Many parents will use "frustration education", they think that letting children experience setbacks can grow, in fact, setbacks beyond the child's ability to bear, will only make him feel that life is hopeless and full of pain. Some parents will use "appreciation education" to make children feel that they are doing everything very well, but the result is often that children have a false self-aggrandizement and cannot see the truth of the problem.

A good education is neither to create setbacks nor good times, but to help children face reality together, encourage them to try to overcome difficulties, but do not force them, and give him moderate support rather than standing by.

Whether it is for children or for yourself, when you feel energetic, you can moderately increase the difficulty of the task and challenge yourself. When you feel a little struggling, you need to reduce the difficulty of the task and let yourself go. When the difficulty of the task is not variable, you can flexibly change the task.

The right setbacks will make people grow, so what is the right setbacks?
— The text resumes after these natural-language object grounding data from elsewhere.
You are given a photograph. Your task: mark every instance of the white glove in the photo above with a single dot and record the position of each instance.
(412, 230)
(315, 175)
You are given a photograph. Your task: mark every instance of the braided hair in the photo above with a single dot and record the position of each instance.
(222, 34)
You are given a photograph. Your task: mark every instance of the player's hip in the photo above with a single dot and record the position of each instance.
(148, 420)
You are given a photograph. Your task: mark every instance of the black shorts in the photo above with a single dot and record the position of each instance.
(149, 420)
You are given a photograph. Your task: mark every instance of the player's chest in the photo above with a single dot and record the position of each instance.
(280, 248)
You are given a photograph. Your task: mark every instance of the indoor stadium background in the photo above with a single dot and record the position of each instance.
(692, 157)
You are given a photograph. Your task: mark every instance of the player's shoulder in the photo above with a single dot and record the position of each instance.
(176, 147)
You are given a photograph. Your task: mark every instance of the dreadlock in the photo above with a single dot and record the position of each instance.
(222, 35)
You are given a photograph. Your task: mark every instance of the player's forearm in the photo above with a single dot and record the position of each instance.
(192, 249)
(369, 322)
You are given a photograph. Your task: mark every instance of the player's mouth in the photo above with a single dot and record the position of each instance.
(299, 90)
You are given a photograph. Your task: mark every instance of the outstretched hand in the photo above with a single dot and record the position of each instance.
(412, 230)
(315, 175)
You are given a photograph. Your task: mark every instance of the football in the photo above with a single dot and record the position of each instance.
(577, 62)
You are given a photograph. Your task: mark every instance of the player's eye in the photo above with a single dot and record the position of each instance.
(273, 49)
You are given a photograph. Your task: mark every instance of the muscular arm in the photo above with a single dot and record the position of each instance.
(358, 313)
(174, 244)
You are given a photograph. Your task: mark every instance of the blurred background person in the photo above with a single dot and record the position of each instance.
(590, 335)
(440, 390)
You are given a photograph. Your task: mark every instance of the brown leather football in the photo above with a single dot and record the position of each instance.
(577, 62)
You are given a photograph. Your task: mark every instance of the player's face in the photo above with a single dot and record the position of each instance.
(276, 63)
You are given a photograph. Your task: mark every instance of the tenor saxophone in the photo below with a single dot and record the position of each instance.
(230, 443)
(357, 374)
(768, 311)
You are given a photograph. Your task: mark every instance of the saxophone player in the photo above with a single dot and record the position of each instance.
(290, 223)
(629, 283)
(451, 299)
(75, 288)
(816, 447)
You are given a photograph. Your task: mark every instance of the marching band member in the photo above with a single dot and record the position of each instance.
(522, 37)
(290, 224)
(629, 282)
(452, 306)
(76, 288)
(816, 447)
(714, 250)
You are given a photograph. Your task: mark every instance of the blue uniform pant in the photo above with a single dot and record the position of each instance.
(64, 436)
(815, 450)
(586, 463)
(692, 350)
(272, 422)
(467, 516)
The most beautiful thing in the world, I think, is three words: just right. These three words are easy to scare people, where is it so coincidentally just right, how to grasp this degree? Just right, it's a range, not a point, up and down more and a little less, no big deal, this is not scientific research, can not be quantified, all by feeling. So you have to pay attention to one thing in this world that is easy to overlook: feelings.

Do you know how you feel? Are you familiar with how you feel about yourself?